There are a lot of local foundations, namely Busan Creative Community Foundation, and one of them used to run Songjeong Station, which is no more a station now but a gallery. They did a sloppy job, not being able to reflect how the community is like. Some of the local residents wanted to run it themselves. Although Songjeong is known for surfing in Korea, people living there are not necessarily fond of it. On the other hand, when most of the people from outside the community think of the place, they think about surfing. You can’t deny how things actually are.

Since I am the head of the Korea Surfing Association and I know a few respectable people in the neighborhood, they contacted me for help. “Hey, let’s do some business together. BCCF is running Songjeong Station, but we’re going to offer to run it instead.” So I did some case-studies of seaside towns overseas known for surfing: how some of the buildings and venues there are utilized. I also prepared the presentation materials. I continued to do that for 2 to 3 years.

Take a look at Trestles, California for example. The place is wellknown for the railroad there, so they make a trophy out of the railway for the Trestles Surf Competition. It’s about getting the features of the town and combining them with surfing.

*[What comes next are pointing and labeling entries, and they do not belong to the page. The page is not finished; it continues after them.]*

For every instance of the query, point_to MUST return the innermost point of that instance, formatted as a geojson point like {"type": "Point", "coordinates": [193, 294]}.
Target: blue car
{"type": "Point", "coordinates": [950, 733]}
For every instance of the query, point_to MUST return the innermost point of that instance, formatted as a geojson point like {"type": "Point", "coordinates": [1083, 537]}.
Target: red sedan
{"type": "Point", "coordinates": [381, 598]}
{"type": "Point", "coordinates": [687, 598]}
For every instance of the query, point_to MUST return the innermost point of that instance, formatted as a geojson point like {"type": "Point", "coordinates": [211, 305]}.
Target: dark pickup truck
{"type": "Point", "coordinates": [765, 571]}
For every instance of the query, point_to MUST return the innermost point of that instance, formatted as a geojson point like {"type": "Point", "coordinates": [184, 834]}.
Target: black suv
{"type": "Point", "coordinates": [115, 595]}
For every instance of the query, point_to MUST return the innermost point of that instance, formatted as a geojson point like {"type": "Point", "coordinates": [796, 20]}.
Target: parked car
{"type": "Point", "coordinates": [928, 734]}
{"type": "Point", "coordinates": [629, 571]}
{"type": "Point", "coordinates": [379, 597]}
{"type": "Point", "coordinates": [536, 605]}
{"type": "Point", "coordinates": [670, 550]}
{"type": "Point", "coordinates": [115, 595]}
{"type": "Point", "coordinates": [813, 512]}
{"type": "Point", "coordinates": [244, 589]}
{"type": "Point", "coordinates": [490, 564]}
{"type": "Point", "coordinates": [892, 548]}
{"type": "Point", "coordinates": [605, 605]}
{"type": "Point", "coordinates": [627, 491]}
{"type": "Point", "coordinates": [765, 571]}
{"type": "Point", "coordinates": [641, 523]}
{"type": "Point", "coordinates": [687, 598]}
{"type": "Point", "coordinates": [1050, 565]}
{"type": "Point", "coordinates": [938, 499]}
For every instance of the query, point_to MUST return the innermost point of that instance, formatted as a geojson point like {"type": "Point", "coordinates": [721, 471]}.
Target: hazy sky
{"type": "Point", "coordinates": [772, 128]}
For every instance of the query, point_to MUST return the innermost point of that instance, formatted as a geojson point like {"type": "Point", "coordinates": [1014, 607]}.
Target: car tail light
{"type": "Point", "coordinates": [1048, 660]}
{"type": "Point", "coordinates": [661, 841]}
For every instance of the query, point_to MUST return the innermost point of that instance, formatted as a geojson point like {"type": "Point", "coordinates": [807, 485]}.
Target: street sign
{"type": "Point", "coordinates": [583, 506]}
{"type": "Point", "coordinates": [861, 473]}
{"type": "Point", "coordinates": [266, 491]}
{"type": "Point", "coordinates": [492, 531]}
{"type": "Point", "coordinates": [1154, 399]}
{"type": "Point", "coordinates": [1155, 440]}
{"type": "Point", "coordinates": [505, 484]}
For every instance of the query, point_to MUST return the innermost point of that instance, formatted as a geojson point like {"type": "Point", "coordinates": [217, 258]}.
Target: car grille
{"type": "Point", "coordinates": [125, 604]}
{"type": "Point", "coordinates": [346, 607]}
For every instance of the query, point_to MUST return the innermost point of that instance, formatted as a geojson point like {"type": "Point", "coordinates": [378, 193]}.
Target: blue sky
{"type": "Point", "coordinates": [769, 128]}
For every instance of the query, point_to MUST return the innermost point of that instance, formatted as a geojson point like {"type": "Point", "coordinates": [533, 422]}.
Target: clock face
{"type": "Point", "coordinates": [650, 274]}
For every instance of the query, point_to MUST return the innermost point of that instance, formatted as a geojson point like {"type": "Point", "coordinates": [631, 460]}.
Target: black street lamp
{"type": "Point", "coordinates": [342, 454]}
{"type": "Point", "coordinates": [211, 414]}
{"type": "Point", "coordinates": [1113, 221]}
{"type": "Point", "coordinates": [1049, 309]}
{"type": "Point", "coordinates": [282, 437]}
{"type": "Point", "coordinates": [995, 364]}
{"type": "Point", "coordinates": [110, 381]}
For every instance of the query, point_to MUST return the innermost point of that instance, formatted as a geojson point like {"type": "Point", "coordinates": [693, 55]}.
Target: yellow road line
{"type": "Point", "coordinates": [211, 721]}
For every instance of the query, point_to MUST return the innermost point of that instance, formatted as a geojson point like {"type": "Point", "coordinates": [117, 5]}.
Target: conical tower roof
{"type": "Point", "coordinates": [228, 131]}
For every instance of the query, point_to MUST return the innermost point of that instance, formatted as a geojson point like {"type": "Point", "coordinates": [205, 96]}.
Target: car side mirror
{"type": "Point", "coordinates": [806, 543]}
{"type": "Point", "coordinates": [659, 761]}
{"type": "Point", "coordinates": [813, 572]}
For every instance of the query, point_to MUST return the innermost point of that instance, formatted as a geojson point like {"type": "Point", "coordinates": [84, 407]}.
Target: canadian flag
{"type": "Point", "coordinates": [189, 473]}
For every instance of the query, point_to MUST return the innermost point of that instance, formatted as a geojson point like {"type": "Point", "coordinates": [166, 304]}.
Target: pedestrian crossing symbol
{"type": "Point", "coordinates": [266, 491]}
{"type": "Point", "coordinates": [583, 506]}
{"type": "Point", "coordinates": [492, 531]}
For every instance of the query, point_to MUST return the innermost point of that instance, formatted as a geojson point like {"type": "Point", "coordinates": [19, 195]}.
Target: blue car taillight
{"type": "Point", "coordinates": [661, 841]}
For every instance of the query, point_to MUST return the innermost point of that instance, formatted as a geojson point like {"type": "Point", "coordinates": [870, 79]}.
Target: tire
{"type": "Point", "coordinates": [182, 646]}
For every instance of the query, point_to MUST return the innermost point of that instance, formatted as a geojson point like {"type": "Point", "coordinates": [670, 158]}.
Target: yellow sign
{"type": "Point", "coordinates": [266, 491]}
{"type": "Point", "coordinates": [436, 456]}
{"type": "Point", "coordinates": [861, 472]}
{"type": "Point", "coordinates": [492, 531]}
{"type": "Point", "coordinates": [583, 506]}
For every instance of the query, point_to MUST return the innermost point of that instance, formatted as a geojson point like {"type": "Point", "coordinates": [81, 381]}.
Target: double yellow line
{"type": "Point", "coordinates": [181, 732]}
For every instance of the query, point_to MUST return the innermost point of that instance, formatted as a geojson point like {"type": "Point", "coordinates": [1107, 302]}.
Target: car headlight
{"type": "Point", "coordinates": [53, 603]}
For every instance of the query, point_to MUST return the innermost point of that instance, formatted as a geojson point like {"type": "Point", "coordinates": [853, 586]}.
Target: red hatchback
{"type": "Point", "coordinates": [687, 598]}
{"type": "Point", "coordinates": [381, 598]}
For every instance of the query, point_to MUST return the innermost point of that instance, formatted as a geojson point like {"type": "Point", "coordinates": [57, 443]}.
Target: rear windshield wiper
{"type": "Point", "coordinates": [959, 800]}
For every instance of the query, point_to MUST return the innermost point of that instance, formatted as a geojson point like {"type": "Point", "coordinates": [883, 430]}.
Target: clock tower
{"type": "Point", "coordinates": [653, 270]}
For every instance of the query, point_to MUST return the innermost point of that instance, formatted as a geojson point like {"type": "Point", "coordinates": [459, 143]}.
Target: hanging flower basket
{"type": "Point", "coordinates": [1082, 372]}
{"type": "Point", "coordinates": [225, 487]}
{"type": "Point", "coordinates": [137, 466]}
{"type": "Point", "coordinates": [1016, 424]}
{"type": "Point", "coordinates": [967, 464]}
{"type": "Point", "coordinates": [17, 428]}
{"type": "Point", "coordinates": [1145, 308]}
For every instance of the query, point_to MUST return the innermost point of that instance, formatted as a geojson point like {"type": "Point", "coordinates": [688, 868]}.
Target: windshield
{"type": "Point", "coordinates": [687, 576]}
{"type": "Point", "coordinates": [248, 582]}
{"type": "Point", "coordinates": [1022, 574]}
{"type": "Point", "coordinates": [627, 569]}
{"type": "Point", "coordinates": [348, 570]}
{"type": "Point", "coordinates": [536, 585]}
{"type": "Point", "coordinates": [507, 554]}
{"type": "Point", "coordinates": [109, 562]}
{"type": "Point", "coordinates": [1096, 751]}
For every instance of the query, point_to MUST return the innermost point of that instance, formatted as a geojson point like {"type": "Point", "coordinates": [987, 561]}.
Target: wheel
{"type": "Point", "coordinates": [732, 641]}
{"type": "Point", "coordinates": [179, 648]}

But the elder citizens are not familiar with the idea. Doing that kind of work together eventually led us to founding a residents’ community called Padosori Songjeong, for running Songjeong Station together. It gained momentum, and we earned the rights to run the station while BCCF stepped out. Again, however, the elderlies didn’t exactly have a job cut out for them for the project.

But one of them, born and raised in Songjeong, was a metal worker, so it was decided we’d organize his exhibition. Then it was my turn to come up with something trendy, not necessarily surfing. That’s how I began this exhibition.

The first exhibition was about the history of surfing in Songjeong. It goes back up nearly two decades. I have been keeping a huge album with all sorts of pictures from old blogs, BBS, communities, old and new. I got them printed and put up for display.

Although I’m the curator for this exhibition, I also wanted to do something with my own business Antidote which is now 10 years old. I thought a lot about what to do for the 10th anniversary event. I identify my company with surfing, not street fashion; so, I wanted to do something about surfing. That’s when Han-muk came to my thoughts. He passed away shortly after I started Antidote, so it was his 10th anniversary in a way as well. Surfing has really caught up these days, and there are tonnes of people coming to Songjeong to surf. But none of them know him.

When he passed away, I had made a promise to myself that I’ll let people know about him someday, and I’m going to keep the surfing scene in Korea growing. 10 years had passed since then, and the dots somehow got connected: Antidote’s anniversary, Hanmuk’s anniversary and the exhibition. Organizing the exhibition didn’t take too long, about a month or so.

All the surfboards are courtesy of the surfers, and Kyung-sik Min of Surfgym had Han-muk’s old board, the one with his name on it.

Let me tell you a bit about Han-muk Jeong. He was the best surfer in the early days of the surfing scene in Korea, who also exceled in competitions. He was a leader material. All the older surfers you see nowadays looked up to him. As for me, him and I had a rivalry going on between us. You see, I was better with younger surfers. Han-muk was the one who came up with the idea of creating KSA. I strongly argued against it. I said, “we’re not even good at surfing, and you’re already trying to factionalize the scene by creating a group with older people.” Boy, how much I hated it. Han-muk was the coolest, purest surfer I knew and that’s why I loved him. And I despised him for doing such a thing, founding association. Han-muk killed himself the day before KSA got granted. I don’t know. I still wonder why he did it.

Some time had passed before the executives of the association came to me and suggested I become their executive director. They told me, “Han-muk founded this association, and now he’s gone. The seat is empty, and we need someone to lead us. We think you’re the man for the job.” I gave it a long and hard thought before accepting it. Han-muk has passed the KSA on to me. It’s ironical when you think about how much I was against it.

Now, there are those who complain by asking, “since when Songjeong Station became a surfing shop?” We’ve also shown videos at the exhibition. Since it’s mostly about surfing, I understand the people in the neighborhood might feel like they got the station taken away by surfers. We’ll continue to think about the ways surfers can overcome negative impressions and give back to the community and help its growth.